Aparco el coche a la sombra y
ando despacio hacia la estación de tren de Ávila. En esta ciudad no se puede
andar deprisa, todo tiene su ritmo natural, lejos del forzado ritmo frenético
de la capital del reino, a poco más de cien kilómetros de distancia física y a
miles de kilómetros en mi cerebro. Hay ruido de coches, pero entre motor y
motor puedo escuchar los pasos de mis sandalias sobre los adoquines de piedra
en sonido regular y cadencioso. Toda ella es de granito, el asfalto en un
invento moderno que ahoga el alma de esa ciudad hecha a base de rocas. Se abren
las puertas automáticas de cristal cuando el detector de la puerta se percata
de mi presencia. Un rasgo de modernidad dentro de un lugar en el que el tiempo
pasa de otra forma sin llegar a detenerse. Un guiño al nuevo siglo en un lugar
vetusto. Una sola sala de techos casi eclesiásticos y allí están, esas dos pinturas
en ocre, una frente a la otra. Existen tantas iglesias que parece que el
edificio de la estación se resiste con soberbia a no parecer otra. No puedo entrar
en esa sala sin que mis ojos se detengan en esas paredes y disfrutarlas por lo
menos durante diez segundos. El campesinado abulense. Son casi mías, porque veo
a mis abuelos reflejados en ellas, y casi como en una oración me veo obligada a
susurrar el nombre de los cuatro. En una de las pinturas solo hay figuras con
su traje tradicional, en el otro lado
campesinos con el fondo de la muralla. Tapados de la cabeza a los pies para
resguardarse del frío invernal y del sol de verano. Caras enjutas, serias,
caras acostumbradas al sacrificio, al hambre, a los rigores y pruebas de la
vida y de la muerte. Imágenes gigantes a las que me siento unida, efigies que
son Yo hace cien años, cuando no había coches, ni puertas de cristal con
detectores, ni supermercados en los que ir a comprar el último capricho que se
nos pasa por la cabeza, en las que el hambre era real, y la esperanza de una
vida mejor solo alcanzable con la muerte. Cien años no es nada en la historia
de la Tierra, ni siquiera en la historia del hombre, pero en esas inamovibles
imágenes el tiempo se multiplica. Estoy demasiado cerca y demasiado lejos de
esos hombres que apoyan su mano en el hombro de su mujer y me miran impasibles
a través del tiempo y de la pintura ocre.
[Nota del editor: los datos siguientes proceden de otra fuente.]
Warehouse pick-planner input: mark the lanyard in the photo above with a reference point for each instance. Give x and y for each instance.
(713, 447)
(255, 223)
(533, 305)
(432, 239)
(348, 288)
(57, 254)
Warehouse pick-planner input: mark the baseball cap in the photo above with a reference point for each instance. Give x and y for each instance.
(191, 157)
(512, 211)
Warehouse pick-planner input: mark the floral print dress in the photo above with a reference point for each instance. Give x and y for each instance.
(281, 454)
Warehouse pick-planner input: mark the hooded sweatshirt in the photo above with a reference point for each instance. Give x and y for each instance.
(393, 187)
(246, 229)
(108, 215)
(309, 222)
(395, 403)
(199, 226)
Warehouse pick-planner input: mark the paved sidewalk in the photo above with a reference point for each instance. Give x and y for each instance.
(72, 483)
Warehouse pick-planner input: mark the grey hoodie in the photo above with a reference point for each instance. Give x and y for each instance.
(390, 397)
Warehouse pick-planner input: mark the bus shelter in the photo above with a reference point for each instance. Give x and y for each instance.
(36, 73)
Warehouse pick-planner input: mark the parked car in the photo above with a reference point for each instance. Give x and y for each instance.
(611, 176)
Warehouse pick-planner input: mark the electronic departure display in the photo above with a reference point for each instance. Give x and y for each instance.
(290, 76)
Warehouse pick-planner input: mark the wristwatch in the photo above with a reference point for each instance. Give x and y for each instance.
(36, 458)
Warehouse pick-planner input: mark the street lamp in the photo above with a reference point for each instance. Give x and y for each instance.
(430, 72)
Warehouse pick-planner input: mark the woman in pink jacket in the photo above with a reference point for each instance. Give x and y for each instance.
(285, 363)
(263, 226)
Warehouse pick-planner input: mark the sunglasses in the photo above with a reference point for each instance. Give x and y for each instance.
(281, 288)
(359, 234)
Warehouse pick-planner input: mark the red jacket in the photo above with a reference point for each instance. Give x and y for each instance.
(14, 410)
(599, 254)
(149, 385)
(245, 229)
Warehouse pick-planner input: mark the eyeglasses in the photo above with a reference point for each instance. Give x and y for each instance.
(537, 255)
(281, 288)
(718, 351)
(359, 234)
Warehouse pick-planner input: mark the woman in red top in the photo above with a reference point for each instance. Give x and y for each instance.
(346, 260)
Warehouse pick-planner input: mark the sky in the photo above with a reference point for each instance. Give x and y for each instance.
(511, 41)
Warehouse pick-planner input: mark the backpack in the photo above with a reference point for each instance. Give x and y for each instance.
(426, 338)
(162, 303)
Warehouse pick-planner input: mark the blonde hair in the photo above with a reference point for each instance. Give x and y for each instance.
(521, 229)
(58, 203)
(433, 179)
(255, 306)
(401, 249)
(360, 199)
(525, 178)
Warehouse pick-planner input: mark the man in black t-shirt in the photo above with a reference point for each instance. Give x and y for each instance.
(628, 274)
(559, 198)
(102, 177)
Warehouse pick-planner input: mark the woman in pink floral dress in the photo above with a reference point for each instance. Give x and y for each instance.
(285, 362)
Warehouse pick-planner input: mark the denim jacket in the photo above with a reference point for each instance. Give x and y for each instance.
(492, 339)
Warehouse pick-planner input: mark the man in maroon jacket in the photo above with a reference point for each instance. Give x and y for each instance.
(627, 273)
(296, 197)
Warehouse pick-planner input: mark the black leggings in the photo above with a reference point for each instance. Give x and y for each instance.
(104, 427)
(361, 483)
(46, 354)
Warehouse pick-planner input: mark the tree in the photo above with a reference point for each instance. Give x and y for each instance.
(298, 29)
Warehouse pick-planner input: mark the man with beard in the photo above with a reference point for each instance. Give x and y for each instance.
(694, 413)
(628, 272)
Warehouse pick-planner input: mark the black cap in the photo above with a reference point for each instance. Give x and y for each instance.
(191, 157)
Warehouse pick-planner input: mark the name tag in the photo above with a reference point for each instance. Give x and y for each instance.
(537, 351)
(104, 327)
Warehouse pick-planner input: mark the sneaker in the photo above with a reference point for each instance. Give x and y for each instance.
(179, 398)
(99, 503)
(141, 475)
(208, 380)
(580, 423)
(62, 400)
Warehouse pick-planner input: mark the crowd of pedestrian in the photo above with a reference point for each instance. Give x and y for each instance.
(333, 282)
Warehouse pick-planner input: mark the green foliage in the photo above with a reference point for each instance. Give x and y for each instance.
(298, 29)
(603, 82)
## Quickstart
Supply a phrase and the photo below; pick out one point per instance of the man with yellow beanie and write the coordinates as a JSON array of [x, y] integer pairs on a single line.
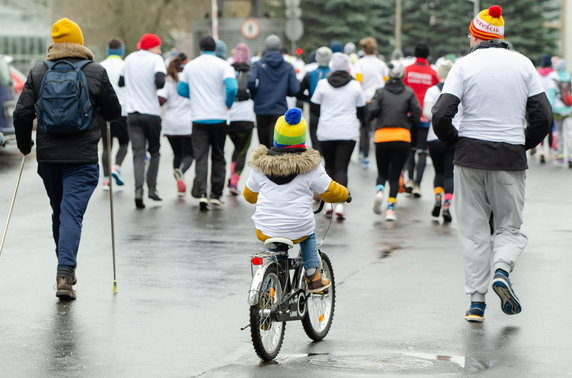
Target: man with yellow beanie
[[66, 143], [282, 184], [505, 113]]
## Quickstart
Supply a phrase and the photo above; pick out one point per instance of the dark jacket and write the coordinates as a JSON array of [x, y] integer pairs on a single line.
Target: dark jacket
[[77, 148], [395, 105], [270, 80]]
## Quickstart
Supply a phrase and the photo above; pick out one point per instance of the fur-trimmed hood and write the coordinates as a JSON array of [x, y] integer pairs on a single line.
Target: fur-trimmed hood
[[282, 167], [68, 50]]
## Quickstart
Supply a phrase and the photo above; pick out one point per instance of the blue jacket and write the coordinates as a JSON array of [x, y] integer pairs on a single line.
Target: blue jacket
[[270, 80]]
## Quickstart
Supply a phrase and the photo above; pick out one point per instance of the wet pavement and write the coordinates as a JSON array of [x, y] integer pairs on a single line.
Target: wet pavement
[[183, 278]]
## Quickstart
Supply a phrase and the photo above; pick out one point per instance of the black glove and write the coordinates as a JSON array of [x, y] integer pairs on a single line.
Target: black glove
[[25, 148]]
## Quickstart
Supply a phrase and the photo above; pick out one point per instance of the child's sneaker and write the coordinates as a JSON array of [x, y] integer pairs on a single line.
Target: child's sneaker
[[377, 202], [476, 313], [340, 211], [437, 207], [317, 283], [447, 218], [106, 184], [509, 301], [116, 174], [390, 215], [181, 188]]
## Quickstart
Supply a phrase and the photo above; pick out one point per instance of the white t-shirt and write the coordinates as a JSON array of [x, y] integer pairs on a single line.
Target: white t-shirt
[[242, 111], [177, 118], [373, 72], [431, 97], [205, 76], [286, 210], [139, 73], [114, 67], [493, 85], [338, 117]]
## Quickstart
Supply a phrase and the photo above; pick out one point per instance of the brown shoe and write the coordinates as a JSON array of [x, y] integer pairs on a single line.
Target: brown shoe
[[317, 283], [64, 289]]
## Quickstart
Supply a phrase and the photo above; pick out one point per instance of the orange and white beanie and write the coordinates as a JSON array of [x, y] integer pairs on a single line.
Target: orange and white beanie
[[488, 24]]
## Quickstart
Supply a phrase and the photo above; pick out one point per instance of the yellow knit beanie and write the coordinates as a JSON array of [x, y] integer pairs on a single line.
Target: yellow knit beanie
[[66, 31]]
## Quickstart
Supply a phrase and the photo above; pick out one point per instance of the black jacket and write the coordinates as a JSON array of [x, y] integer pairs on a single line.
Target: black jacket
[[395, 105], [77, 148]]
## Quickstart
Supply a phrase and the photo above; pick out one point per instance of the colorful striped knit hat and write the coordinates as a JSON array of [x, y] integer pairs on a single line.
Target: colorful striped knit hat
[[488, 24], [290, 130]]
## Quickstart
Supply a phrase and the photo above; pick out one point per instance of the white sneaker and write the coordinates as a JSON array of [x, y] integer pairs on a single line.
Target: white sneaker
[[390, 215], [378, 201], [340, 211]]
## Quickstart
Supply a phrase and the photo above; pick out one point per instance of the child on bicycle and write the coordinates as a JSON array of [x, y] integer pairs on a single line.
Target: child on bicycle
[[282, 184]]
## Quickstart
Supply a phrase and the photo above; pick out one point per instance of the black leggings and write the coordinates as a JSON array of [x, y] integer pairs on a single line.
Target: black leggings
[[442, 157], [240, 133], [419, 148], [182, 146], [391, 158], [337, 155]]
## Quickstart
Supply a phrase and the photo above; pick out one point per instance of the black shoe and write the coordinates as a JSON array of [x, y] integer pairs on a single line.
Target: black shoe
[[139, 203]]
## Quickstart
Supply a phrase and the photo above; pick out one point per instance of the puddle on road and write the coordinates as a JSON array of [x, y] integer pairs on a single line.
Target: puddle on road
[[361, 364]]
Estoy allí pintada, con la muralla de
fondo, esa mujer también soy yo a través del tiempo. Cambio mis dolores de
cabeza por sus dolores de espalda, mis prisas por llegar a todo, por su silla a
la puerta de casa zurciendo la ropa de su familia, mis reuniones por sus ratos
en el huerto. Y aquella vida me parece impensable, ficticia, tan alejada de mí
que me cuesta trabajo pensar que no dejo de ser un producto evolucionado de
aquel tiempo. La muralla dejó de ser un elemento de defensa para ser uno de
turismo. Una ciudad constreñida al sus límites, construida incluso con estelas
funerarias. Testigo impasible de las generaciones que se van sucediendo, de la
religiosidad casi obscena que se respira en cada rincón. Todo aquello en
aquella pintura ocre que me pone los pelos de punta y con la que conecto
mientras en la megafonía se anuncia el tren que proviene de Valladolid… bajo mi
cabeza al siglo XXI y continúo con mi vida.